The official shutdowns are compounded by the emergence of several new holidays in the post-Soviet era, although none of the Communist celebrations has been canceled. New Year’s Day, Women’s Day, May Day, Victory Day and Revolution Day are now joined by Jan. 2 (just to lengthen the year’s most important break), Orthodox Christmas, Independence Day and Constitution Day.

Next year’s Independence Day holiday falls on Thursday, June 12, and will be made into a three-day weekend by furloughing workers on Friday and calling them back Sunday to compensate. That payback practice was carried to an extreme earlier this month when Russians observed Constitution Day on Thursday, Dec. 12, then had Friday off to make it a weekend, only to have to come to work Saturday and Sunday--the former to make up for Friday and the latter for an unscheduled day off called by the government in July.

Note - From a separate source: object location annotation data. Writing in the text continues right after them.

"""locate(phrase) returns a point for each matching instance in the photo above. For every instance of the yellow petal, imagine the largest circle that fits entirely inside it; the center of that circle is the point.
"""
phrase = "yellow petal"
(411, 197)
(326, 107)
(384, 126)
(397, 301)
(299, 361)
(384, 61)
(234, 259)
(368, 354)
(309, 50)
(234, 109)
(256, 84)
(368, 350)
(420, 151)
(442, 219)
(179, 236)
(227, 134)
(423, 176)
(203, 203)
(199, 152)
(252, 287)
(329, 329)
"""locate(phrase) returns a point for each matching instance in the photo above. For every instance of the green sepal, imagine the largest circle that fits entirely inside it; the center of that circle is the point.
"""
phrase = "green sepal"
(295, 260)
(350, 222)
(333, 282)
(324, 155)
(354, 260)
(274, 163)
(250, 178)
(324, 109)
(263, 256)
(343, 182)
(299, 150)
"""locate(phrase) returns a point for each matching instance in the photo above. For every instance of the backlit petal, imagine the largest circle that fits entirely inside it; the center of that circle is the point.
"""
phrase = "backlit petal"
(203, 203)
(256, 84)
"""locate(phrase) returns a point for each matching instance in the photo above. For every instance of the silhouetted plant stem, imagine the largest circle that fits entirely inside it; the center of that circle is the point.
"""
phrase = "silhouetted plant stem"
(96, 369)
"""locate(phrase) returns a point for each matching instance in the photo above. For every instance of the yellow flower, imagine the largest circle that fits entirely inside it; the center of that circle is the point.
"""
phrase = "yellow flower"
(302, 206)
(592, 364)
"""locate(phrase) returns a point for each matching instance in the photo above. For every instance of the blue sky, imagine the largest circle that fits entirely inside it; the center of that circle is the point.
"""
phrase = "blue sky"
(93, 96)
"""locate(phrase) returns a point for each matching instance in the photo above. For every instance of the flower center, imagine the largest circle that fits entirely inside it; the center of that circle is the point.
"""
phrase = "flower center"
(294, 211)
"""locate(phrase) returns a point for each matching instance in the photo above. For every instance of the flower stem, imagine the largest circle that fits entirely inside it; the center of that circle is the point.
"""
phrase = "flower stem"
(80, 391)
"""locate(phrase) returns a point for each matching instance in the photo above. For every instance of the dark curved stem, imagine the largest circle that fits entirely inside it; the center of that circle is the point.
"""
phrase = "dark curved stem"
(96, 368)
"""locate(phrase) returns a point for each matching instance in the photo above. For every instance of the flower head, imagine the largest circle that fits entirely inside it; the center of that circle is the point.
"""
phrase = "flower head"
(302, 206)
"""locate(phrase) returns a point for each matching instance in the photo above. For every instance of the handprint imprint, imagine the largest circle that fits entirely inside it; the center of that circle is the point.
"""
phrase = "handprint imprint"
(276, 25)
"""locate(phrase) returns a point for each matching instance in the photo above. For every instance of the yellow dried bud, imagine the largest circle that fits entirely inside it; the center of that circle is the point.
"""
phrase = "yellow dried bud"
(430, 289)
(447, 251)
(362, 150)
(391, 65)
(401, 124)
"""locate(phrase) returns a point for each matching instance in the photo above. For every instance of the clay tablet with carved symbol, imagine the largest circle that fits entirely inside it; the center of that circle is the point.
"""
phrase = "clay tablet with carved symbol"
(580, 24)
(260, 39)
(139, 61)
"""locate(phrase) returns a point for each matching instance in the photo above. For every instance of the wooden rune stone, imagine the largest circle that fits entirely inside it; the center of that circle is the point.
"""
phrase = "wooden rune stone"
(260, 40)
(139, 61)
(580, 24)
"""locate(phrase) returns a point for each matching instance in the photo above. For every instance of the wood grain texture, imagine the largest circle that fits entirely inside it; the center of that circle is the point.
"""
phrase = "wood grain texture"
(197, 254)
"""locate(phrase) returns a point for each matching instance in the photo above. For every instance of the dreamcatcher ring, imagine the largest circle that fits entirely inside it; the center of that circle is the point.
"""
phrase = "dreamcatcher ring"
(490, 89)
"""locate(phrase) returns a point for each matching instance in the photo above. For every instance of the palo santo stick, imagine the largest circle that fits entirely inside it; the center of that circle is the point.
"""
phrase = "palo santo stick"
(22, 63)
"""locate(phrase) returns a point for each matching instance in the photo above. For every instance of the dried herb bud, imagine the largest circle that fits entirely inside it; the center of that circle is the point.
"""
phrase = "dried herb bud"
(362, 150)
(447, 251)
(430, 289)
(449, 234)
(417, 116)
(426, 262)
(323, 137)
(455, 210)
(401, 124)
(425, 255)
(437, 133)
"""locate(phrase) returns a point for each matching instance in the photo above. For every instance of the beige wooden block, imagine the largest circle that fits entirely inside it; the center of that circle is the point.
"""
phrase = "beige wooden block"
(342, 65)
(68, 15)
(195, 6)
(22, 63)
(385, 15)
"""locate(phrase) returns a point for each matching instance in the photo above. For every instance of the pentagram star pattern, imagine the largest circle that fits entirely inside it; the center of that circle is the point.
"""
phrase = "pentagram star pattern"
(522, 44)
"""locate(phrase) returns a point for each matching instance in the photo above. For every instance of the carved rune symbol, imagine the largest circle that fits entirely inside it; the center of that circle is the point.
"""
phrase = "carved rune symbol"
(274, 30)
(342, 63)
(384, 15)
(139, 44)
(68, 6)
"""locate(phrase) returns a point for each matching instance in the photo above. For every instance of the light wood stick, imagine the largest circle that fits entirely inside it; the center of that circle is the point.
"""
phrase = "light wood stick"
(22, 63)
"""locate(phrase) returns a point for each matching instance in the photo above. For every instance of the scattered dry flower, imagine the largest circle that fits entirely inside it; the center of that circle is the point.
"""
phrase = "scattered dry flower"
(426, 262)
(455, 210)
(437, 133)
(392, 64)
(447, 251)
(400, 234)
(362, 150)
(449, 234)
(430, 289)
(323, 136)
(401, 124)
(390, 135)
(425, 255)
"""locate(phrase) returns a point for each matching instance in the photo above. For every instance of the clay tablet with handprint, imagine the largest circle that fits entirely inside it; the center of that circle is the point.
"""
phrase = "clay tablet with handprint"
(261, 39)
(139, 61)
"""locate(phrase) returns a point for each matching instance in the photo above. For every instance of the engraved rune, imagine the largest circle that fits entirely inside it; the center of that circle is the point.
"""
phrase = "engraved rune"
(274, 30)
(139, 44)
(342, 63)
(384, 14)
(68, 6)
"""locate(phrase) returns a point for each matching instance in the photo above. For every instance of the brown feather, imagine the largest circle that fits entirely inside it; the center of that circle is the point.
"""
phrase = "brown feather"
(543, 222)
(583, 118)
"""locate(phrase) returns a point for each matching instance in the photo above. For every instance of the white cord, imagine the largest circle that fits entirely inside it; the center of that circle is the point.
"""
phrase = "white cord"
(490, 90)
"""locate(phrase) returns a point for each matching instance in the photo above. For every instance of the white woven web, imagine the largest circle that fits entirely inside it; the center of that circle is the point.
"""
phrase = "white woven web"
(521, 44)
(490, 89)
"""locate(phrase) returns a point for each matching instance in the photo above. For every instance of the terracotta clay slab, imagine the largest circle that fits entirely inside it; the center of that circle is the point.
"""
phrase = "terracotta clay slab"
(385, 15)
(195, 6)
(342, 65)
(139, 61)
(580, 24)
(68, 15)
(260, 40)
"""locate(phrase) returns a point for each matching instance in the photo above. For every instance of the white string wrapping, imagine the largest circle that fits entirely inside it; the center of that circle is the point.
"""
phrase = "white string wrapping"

The Western concept of taking vacation days to round out a holiday break has yet to dawn on Russians, who continue the Soviet-era practice of spending their annual leave in one long stretch in midsummer. The Economics Ministry has also lambasted the consequences of that practice, which sees 30% of the work force off at any given time in July and August.

“You can’t do business here when the government says it’s a holiday. There’s no one around to talk to. You just have to leave the country, or you’ll drive yourself crazy,” said Greg Oztemel, president of the Satra Group trading company, who headed to Connecticut this week for a government-imposed vacation.